In this letter, we revisit two experimental designs that are promoted as particularly simple and effective ways to enhance precision, but rely on pre-treatment information to do so: (1) block randomized and (2) pre-post designs. We assess these designs for three main reasons. First, the literature explicitly recommends using these designs as particularly effective ways to increase precision. Research shows that blocking is unlikely to hurt (Imai, King, and Stuart Reference Imai, King and Stuart2008) and can greatly improve precision in applied settings (Moore Reference Moore2012). Imai et al. (Reference Imai, King and Stuart2008) advise that when feasible, “blocking on potentially confounding covariates should always be used” (493). Regarding repeated measures designs, recent work recommends researchers to implement this design “whenever possible” to improve precision (Clifford, Sheagley, and Piston Reference Clifford, Sheagley and Piston2021, 1062).
Second, and most importantly, we focus on these designs because the literature’s promise of improved precision assumes sample size is not affected by the decision to implement them. Yet in practice, implementing these designs may decrease sample size since they require researchers collect additional information about units before administering experimental treatments. We highlight two forms of sample loss. First, explicit sample loss happens when a study’s units drop from the experiment under an alternative design when they would not under the standard design. Second, implicit sample loss happens when investing in an alternative design forces the researcher to settle with a smaller sample size, mainly for budgeting reasons. Any sample loss associated with implementing block randomized and pre-post designs makes it unclear how precision is affected, and thus, how researchers should navigate these design decisions.
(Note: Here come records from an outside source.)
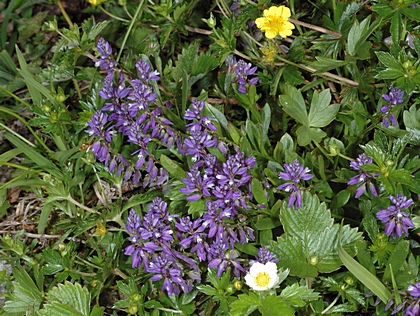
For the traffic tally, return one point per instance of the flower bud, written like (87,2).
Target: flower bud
(313,261)
(211,22)
(334,149)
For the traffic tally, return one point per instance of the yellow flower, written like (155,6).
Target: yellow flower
(275,22)
(262,277)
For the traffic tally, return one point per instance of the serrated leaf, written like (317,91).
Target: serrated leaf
(70,296)
(245,304)
(307,134)
(294,105)
(298,295)
(396,258)
(274,306)
(389,61)
(26,297)
(322,112)
(310,242)
(172,167)
(58,309)
(323,64)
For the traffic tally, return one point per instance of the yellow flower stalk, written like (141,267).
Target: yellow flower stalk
(275,22)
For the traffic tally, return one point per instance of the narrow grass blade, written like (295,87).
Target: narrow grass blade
(364,276)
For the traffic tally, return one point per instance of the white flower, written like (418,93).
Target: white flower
(262,277)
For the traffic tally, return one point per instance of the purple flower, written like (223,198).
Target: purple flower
(362,178)
(243,70)
(294,172)
(414,290)
(165,268)
(396,221)
(394,97)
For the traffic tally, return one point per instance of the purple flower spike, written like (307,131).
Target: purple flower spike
(396,221)
(294,172)
(414,290)
(363,178)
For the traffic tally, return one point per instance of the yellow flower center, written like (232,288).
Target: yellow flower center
(262,279)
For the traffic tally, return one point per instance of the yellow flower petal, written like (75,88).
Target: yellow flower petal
(275,22)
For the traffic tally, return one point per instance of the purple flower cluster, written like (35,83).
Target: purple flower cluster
(294,173)
(152,245)
(363,177)
(130,110)
(411,304)
(394,97)
(396,221)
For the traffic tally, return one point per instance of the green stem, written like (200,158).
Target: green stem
(76,86)
(113,16)
(64,13)
(15,97)
(40,141)
(17,135)
(130,27)
(71,200)
(331,305)
(328,75)
(324,152)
Third, despite the decisive advice in the literature that block randomized and pre-post designs provide precision gains, they are not widely implemented in experimental political science. We find that these designs were implemented in only 15% (32/217) of a sample of experiments published in the 2022–2023 issues of six political science journals (See Section D of the Supplementary Material for details).Footnote 1
In this letter, we put the theoretical benefits of these alternative designs to the test using real-world data. We replicate three published experiments, randomizing participants to counterfactual designs to explore the consequences of implementing these designs in practice for sample loss, increased precision, and more. Our evidence helps researchers determine whether the investment in these alternative designs is worth it. And more broadly, we hope this letter assists applied researchers in implementing experimental designs that will detect non-zero treatment effects when they exist, particularly when a researcher has a limited budget.
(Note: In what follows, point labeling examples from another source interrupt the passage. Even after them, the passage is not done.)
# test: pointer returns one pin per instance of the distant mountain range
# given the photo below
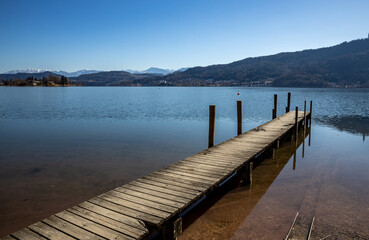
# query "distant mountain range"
(343, 65)
(157, 71)
(152, 70)
(59, 72)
2 Balancing Precision and Retention Under Alternative Design
The most common experimental design implemented in the social sciences has two defining features. First, it assigns treatments using simple or complete randomization. Second, it measures outcomes only after administering treatments. We refer to this design as the “standard” design.
Precision concerns often motivate researchers to entertain alternative research designs. In this letter, we compare precision of the standard design to precision of three other designs whose implementation may introduce sample loss: block randomized designs, pre-post designs, and their combination. This section first explains how these alternative designs improve precision over the standard design in theory, but in practice, this critically depends on their degree of associated sample loss.
2.1 Precision of the Standard Experimental Design
Consider an experiment under the standard experimental design with a sample of N units indexed by
$i = \{1, 2, 3, ..., N\}$
. For simplicity, consider a binary treatment,
$Z_i = \{0,1\}$
resulting from either simple or complete random assignment. With a sufficiently large sample size, both randomization procedures yield equivalent treatment assignments in expectation. We focus on complete randomization for the sake of exposition. Using the Neyman–Rubin potential outcomes framework, assume two potential outcomes, one if a unit receives treatment (
$Y_i(1)$
) and one if the unit receives the control (
$Y_i(0)$
). Assume that potential outcomes satisfy SUTVA and excludability, and that treatment is randomly assigned.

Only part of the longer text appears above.